(Reuters) – A suicide bomb and gun attack killed two Saudi border guards on the frontier with Iraq early on Monday, the interior ministry said, in what one security analyst called Islamic State’s first assault on the kingdom.
Saudi Arabia’s border with Iraq, defended by earth barriers and fences and monitored by camera and radar, has been attacked in the past by mortar bombs fired from a distance, but more targeted strikes are rare.
No group immediately claimed responsibility for the assault, which hit a remote desert area next to Iraq’s Anbar province where both the Islamic State militant group and Shi’ite Muslim militias close to Riyadh’s foe Iran operate.
“It is the first attack by Islamic State itself against Saudi Arabiaand is a clear message after Saudi Arabia entered the international coalition against it,” he said.
Saudi forces have joined U.S.-led air strikes against Islamic State positions in Syria. The Sunni Islamist movement, which has declared its own caliphate and wants to redraw the map of the Middle East, has called for “lone-wolf” attacks against Saudi security forces, the Shi’ite Muslim minority and foreigners.
Islamic State regards Saudi Arabia, which sees itself as a champion of Sunni Islam, as betraying Muslims through its ties to the West. Riyadh has mobilized conservative Sunni clergy to describe the ideology of the al Qaeda offshoot as “deviant”.
Monday’s attackers, described by the ministry only as “terrorist elements”, shot at a border patrol near Arar and when security officers responded, one of the attackers was captured and detonated an explosives belt, the ministry statement on state media said.
One of those killed was a senior officer, ministry spokesman Major General Mansour Turki told Reuters. Local media, including al-Arabiya television, named the dead officer as General Oudah al-Belawi, the head of a border sector. A third officer was wounded, the ministry said
The attacker who detonated the explosives was also killed, as was another attacker who was shot during an initial exchange of fire at 4.30am near the Suweif border post in Northern Borders province, the statement said.
REMOTE BORDER OUTPOST
Saudi Arabia boosted its security on the frontier in July, adding thousands of troops to back up a border guards force, after Islamic State seized swathes of territory in Iraq including in Anbar province.
The border remained a formidable barrier for militants, despite the early morning raid, said Alani.
“How many times can you do this attack? The border itself is still very strong. The only fear of them getting into Saudi Arabia is via one of the kingdom’s other borders,” he said.
The Suweif border post, which Reuters visited in July and is only open to traffic during the annual haj pilgrimage, is 40 km (25 miles) from the Saudi city of Arar and 80 km from the Iraqi city of al-Nukhayb, which is held by the government.

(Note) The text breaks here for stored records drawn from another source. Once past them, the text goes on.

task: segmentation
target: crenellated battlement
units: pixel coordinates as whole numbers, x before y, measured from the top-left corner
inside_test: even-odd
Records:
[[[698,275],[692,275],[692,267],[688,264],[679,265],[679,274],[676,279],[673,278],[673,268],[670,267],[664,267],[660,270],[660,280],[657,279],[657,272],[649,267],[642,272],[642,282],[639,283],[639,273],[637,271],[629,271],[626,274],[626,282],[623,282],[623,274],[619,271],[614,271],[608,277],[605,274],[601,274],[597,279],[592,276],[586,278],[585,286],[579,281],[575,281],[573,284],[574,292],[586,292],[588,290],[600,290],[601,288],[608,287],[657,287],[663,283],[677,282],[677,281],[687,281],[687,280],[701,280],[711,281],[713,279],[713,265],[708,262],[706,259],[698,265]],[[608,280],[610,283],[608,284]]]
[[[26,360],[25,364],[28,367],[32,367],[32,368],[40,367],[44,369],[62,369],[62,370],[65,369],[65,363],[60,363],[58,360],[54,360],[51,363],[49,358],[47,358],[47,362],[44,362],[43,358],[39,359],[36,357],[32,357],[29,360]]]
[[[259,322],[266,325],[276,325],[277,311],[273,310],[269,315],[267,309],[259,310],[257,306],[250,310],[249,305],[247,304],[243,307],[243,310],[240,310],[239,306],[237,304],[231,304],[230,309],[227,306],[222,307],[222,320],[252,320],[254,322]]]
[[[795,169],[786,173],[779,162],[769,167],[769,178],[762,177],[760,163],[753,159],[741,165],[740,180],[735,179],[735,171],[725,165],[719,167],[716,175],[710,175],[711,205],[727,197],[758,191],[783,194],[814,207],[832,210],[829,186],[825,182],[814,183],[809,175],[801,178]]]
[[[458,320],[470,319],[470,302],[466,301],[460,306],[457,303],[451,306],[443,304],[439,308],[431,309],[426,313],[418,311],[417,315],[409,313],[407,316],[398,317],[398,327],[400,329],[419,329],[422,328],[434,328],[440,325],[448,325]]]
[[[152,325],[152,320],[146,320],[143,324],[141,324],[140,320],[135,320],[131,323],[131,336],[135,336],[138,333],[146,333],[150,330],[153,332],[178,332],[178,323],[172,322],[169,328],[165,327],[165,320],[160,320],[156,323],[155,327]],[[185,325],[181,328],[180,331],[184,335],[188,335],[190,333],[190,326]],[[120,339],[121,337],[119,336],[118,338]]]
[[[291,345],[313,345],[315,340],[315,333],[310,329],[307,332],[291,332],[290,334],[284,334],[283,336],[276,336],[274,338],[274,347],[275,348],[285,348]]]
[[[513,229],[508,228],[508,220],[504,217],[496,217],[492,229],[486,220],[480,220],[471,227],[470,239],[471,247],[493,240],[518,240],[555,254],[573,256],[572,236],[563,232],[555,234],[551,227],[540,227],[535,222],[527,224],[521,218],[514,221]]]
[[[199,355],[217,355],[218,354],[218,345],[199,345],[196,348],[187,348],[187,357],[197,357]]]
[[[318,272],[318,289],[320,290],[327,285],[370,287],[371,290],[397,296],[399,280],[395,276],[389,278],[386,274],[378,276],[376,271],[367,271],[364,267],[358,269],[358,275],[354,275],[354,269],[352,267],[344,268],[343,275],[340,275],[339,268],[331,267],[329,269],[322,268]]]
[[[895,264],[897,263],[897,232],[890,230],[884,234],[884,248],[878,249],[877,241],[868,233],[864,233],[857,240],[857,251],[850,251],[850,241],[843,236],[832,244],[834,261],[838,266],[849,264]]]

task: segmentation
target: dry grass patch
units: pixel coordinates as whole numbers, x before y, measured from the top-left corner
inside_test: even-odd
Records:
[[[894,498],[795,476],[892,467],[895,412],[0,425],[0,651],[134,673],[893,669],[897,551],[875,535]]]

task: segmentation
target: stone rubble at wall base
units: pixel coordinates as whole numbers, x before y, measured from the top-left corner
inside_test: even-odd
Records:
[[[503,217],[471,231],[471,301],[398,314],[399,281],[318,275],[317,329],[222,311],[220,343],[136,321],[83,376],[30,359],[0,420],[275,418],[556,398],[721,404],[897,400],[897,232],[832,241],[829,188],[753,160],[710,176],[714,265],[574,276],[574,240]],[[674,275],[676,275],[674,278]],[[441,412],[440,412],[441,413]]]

Riyadh said last month that the killing of eight Shi’ites in al-Ahsa province was carried out by gunmen linked to Islamic State, and that supporters of the group were also behind the shooting of a Danish citizen in November who survived.
In July an al Qaeda raiding party from Yemen killed four border guards on the kingdom’s southern frontier in a gunfight before two militants entered a police building in the nearby town of al-Sharurah and exploded a bomb, killing themselves.